Shining Cranesbill - Geranium lucidum
Family - Geraniaceae
Also known as - Shining Geranium, Shining Crane's–bill

Shining Cranesbill - Geranium lucidum, click for a larger image, licensed for reuse picture 1796 Jacob Sturm
Drawing 1796 Jacob Sturm
Click photo for a larger image

A small member of the Geranium family closely resembling several other wild Geraniums E.g.
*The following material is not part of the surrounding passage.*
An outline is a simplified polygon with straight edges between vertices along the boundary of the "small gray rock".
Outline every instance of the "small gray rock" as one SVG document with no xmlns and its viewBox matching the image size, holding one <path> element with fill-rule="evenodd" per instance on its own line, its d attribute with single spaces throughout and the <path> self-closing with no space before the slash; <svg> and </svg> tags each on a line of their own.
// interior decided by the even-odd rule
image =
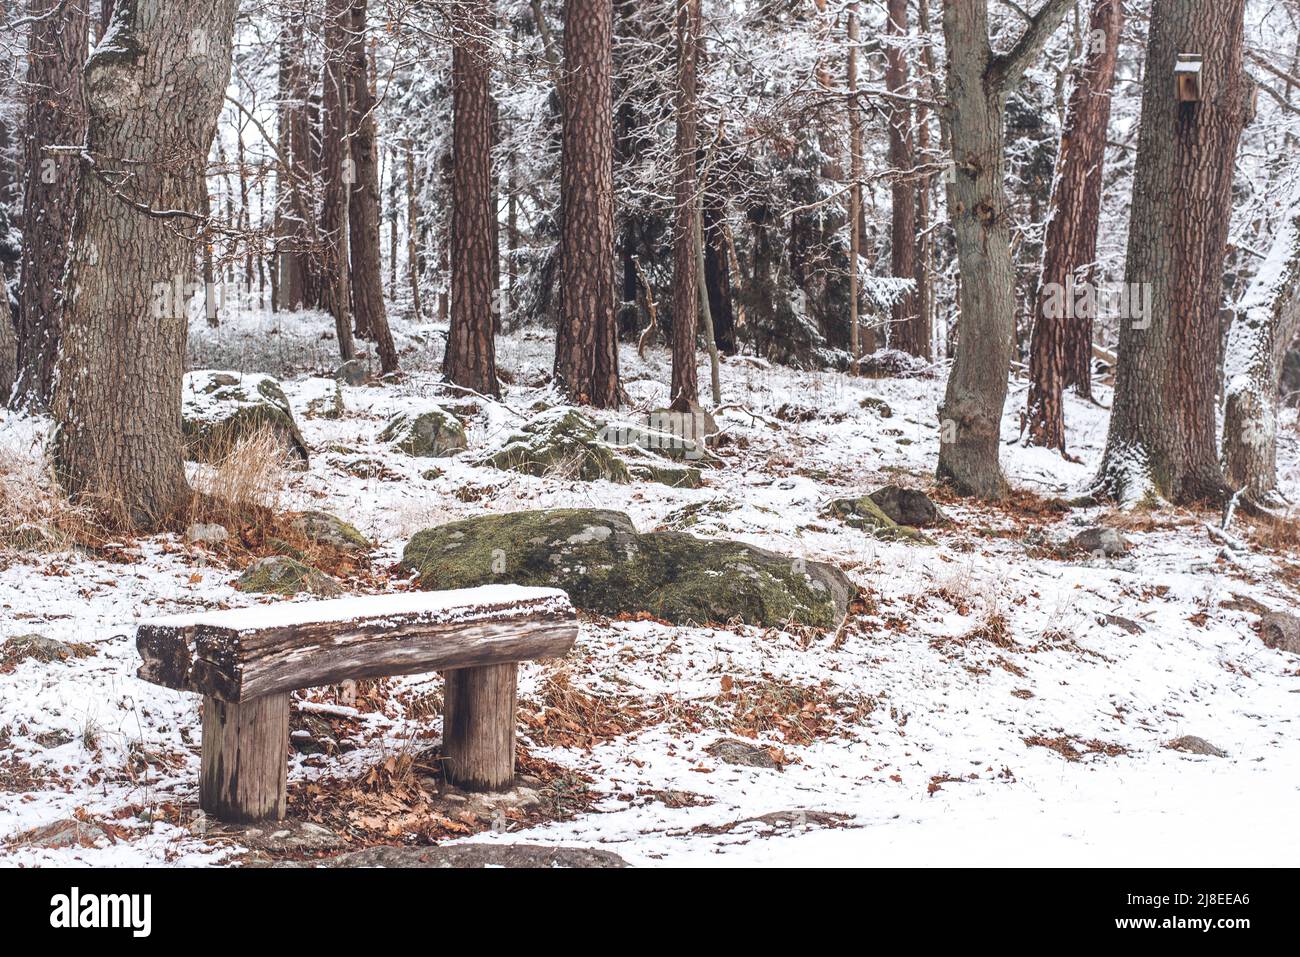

Dove's–foot Cranesbill, and Herb Robert.  An annual or biennial herbaceous plant growing typically in shady Oak woodlands, forest openings and open grasslands and roadsides throughout Europe and Asia.  It is a garden escapee in America where it is regarded as a Class A noxious weed in some states requiring control by land owners.  growing to 10–35cm (4–15in) tall on thin fragile stems faintly glabrous, possibly tinged red or pink.

Small pink actinomorphic flowers 5–8mm (0.2–0.3in) across with five petals and five green sepals appearing June to August usually in axillary pairs, or terminally on the shoots.  The flowers are pollinated by insects and mature to five part capsules with a long pointed end or "beak" that gives the plant one of its common names - "Crane's Bill".  The seeds are ejected by force helping them to spread relatively far from parent.  Leaves are round to kidney–shaped shiny glabrous of 5–7 lobes with palmate venation that are further shallowly lobed.  A basal rosette of leaves are long stalked, those on the plant stems are short or non stalked.